Creating Hierarchical Structures in Renewable Composites by Attaching Bacterial Cellulose onto Sisal Fibers

摘要

The use of hierarchy is a well-established principle in structural engineering; consider, for example, the range of length scales in the Eiffel Tower. Nature, on the other hand, maximizes the efficiency of structural materials, such as bone and wood, by defining the arrangement of the constituents at every level from the molecular to the macroscopic; in marine sponge skeletons, at least seven separate levels of hierarchy have been identified. Microstructural control lies at the heart of materials science, but the potential to create new materials using hierarchy to improve physical properties as yet remains underexploited. This paper describes a new approach to producing hierarchical composite structures from completely renewable resources. Bacterial cellulose was introduced as a nanoscale reinforcement by attaching it to the surface of natural fibers, in this case sisal.

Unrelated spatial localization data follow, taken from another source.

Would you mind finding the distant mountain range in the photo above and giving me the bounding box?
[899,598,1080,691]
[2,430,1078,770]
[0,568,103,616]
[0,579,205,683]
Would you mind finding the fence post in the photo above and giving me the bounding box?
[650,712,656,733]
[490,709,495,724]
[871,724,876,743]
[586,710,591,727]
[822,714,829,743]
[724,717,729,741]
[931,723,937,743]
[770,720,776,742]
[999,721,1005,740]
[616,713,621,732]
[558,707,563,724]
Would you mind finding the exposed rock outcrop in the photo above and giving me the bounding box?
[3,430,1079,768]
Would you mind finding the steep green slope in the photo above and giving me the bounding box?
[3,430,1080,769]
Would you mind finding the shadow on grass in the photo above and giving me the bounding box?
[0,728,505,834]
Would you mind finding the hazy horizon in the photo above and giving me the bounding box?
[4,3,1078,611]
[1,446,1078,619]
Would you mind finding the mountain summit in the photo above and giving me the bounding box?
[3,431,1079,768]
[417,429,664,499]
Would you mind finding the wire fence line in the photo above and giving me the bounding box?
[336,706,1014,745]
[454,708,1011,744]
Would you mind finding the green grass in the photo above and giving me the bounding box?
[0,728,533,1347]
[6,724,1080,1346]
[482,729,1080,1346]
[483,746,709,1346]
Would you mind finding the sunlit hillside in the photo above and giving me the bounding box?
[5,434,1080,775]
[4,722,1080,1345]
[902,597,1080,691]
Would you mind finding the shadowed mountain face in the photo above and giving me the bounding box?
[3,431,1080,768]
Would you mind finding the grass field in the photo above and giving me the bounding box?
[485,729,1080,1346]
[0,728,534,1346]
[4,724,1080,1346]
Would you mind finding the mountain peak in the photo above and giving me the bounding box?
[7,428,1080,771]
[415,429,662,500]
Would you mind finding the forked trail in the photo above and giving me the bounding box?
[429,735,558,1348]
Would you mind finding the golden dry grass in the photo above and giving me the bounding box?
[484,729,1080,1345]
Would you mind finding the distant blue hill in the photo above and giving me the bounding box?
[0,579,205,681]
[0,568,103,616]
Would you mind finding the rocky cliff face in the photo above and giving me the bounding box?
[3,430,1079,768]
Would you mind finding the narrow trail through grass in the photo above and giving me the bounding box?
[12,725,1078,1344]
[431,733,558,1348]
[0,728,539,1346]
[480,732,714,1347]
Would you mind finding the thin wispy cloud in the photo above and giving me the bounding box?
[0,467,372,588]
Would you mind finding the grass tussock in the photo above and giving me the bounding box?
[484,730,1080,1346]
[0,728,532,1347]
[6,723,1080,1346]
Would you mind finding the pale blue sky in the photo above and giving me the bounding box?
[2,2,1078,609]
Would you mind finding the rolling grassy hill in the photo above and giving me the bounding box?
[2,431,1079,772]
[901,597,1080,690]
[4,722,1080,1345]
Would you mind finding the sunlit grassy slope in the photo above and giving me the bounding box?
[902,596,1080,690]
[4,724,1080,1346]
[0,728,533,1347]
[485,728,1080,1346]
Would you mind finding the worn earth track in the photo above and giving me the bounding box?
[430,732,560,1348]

The natural fibers have micrometer-scale diameters, and although they themselves have a hierarchical internal structure, the deliberate introduction of the nanofiller provides a new means of controlling their interaction with and the behavior of the matrix. The modified sisal fibers were incorporated into a bioderived polymer matrix, poly(L-lactic acid) (PLLA), to obtain a new class of hierarchical composite that is both derived from renewable resources and biodegradable. The attachment approach facilitates modification of the fiber surface and avoids the problems commonly associated with agglomeration and dispersion of nanofillers; the result is a rise in interfacial adhesion to the polymer matrix, and an associated improvement in the performance of the composite. The effects of modifying sisal fibers, both in their natural state (Sisal-N) and after extraction with acetone (Sisal-A), were assessed qualitatively by SEM, and quantitatively by single-fiber tensile and pull-out (interfacial shear strength) tests. The hierarchical-composite performance was determined using compression-molded samples loaded in tension, parallel (0°) and perpendicular (90°) to the primary reinforcing fibers; the response to water immersion was also explored.